Auch wenn der größte Teil der Haut einen Wert von 4,1 bis 5,8 aufweist, variiert der pH-Wert von Körperregion zu Körperregion. So liegt der pH-Wert unter den Achselhöhlen beispielsweise bei etwa 6,5 und auch im Genitalbereich ist der pH-Wert höher als an anderen Körperregionen. Der hauteigene Säureschutzmantel sorgt dafür, dass die Haut vor schädlichen Umwelteinflüssen geschützt wird. Dabei gilt: Ein eher saurer pH-Wert schützt die Haut, ein höherer Wert hingegen vergrößert das Risiko für Hautprobleme.
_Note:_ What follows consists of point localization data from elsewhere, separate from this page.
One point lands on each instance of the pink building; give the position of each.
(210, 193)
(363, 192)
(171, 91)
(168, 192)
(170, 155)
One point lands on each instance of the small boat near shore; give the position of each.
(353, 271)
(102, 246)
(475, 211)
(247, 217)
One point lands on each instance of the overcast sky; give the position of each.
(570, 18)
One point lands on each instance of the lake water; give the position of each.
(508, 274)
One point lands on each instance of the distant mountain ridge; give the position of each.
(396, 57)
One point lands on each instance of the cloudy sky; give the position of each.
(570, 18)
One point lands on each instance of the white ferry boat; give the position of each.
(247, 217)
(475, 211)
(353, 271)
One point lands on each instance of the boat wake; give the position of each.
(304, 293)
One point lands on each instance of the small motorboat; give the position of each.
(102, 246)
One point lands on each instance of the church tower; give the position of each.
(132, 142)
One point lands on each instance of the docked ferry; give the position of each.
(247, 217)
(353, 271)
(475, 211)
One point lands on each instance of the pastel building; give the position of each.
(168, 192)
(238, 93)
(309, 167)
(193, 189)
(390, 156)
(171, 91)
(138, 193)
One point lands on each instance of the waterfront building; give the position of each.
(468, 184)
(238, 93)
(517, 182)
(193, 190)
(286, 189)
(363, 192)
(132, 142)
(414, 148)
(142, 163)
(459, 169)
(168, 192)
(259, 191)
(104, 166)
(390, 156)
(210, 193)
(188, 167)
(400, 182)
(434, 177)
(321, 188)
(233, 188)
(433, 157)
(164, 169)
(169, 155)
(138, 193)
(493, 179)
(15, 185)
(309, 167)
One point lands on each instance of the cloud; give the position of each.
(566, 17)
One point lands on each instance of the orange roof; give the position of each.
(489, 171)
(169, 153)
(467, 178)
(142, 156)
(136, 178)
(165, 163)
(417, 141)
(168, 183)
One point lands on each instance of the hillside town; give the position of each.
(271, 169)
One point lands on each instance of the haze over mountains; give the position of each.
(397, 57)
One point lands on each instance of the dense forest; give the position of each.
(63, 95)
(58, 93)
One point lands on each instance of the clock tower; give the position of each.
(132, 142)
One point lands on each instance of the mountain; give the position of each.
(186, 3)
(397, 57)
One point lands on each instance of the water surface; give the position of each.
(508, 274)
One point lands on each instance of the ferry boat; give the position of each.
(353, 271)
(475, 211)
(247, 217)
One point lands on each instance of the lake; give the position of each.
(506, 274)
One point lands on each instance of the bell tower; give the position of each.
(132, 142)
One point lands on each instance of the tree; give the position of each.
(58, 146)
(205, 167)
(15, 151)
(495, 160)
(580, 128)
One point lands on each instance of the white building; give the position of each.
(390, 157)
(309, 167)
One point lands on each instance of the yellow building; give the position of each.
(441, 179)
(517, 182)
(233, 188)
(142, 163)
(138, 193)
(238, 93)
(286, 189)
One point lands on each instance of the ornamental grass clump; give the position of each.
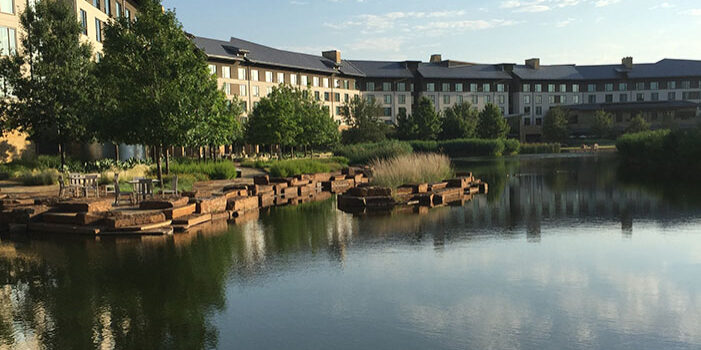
(411, 169)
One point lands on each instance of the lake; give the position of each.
(565, 252)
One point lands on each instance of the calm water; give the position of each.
(564, 253)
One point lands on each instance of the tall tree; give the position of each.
(51, 79)
(556, 125)
(603, 124)
(459, 122)
(159, 78)
(363, 119)
(491, 123)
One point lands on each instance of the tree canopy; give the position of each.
(491, 123)
(51, 81)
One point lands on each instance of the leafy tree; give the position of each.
(555, 125)
(363, 119)
(491, 123)
(637, 124)
(459, 122)
(52, 79)
(603, 124)
(157, 79)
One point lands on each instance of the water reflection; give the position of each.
(564, 253)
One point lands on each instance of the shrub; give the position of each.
(539, 148)
(363, 153)
(411, 168)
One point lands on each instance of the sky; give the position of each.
(486, 31)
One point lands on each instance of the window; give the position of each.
(98, 30)
(84, 22)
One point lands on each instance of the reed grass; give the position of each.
(411, 169)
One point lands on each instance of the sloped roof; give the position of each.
(383, 69)
(261, 54)
(474, 71)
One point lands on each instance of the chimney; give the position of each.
(627, 62)
(533, 63)
(333, 55)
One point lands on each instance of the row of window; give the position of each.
(279, 77)
(652, 85)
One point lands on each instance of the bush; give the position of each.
(411, 168)
(38, 177)
(363, 153)
(539, 148)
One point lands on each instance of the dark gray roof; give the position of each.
(269, 56)
(383, 69)
(475, 71)
(633, 106)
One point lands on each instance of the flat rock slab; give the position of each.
(174, 213)
(119, 219)
(211, 205)
(91, 205)
(164, 203)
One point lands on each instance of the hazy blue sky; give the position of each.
(557, 31)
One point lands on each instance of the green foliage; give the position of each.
(423, 124)
(555, 125)
(459, 122)
(54, 100)
(223, 170)
(603, 124)
(637, 124)
(363, 118)
(539, 148)
(363, 153)
(491, 123)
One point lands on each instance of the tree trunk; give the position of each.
(157, 151)
(167, 161)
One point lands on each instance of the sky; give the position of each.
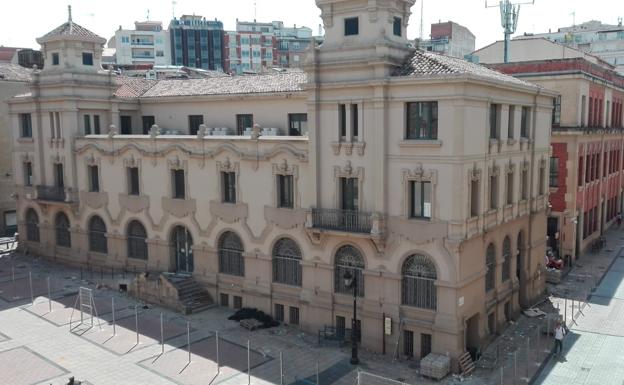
(104, 17)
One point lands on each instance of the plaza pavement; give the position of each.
(593, 348)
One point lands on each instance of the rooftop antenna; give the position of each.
(510, 12)
(422, 7)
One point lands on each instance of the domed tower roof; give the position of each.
(71, 31)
Viele Seifen und Duschprodukte haben einen alkalischen bzw. basischen Wert, das heißt, ihr Wert liegt über 7. Und das bedeutet eine Menge Arbeit für den Körper einer gesunden Person, genauer gesagt rund eine Stunde. Erst dann liegt der normale pH-Wert wieder vor. Die Haut älterer Menschen oder die von Säuglingen und kleinen Kindern kann sogar noch länger brauchen, bis der Ursprungswert wieder erreicht ist. Als Folge können leichter Hautschäden auftreten als bei anderen Personen.

pH-hautneutrales Reinigungsmousse für sensible, irritierte und zu Allergien neigende Haut

So schützen Sie Ihre Haut

Als Faustregel gilt: je alkalischer, desto schädlicher. Von Kosmetikprodukten, deren pH-Wert weit über 7 liegt, sollten Sie also besser die Finger lassen. Denn auch wenn die Haut – zumindest gesunde Haut – durchaus im Stande ist, den Wert zu regulieren – zu viel ist irgendwann zu viel. Im schlimmsten Fall entfällt die Funktion des Säureschutzmantels. Die Haut ist dann anfällig für Infektionen, Allergien und mehr. Wer jetzt denkt, dass er doch am besten einfach ganz auf Seife & Co. verzichten kann, der täuscht. Denn Wasser alleine reinigt die Haut nicht gründlich genug von den äußeren Einflüssen, denen sie ständig ausgeliefert ist. Neben den zahlreichen Schmutzteilchen haften auch überschüssiger Talg, abgestorbene Hornzellen und Keime an der Hautoberfläche. Ohne eine gründliche Reinigung verstopfen die Poren und begünstigen Unreinheiten und Entzündungen. Bevor Sie also gar kein Reinigungsprodukt verwenden, achten Sie besser darauf, zu Produkten mit einem hautphysiologischen pH-Wert zu greifen – also zu jenen, die dem natürlichen Wert der Haut entsprechen (4,1 bis 5,8) und als pH-hautneutral bezeichnet werden.

Schutz vor alkalischen Substanzen

Insbesondere bei empfindlicher Haut sind eine milde Reinigung und eine intensive Pflege mit pH-neutralen Rezepturen besonders wichtig. Der Hinweis „pH-neutral“ ist auf den entsprechenden Produkten klar kenntlich gemacht.

Und noch ein Tipp zum Schluss: Tragen Sie beim Abspülen und Putzen stets Schutzhandschuhe. Denn Reinigungsmittel & Co. zählen zu den alkalischen Substanzen, die der Haut nichts Gutes tun.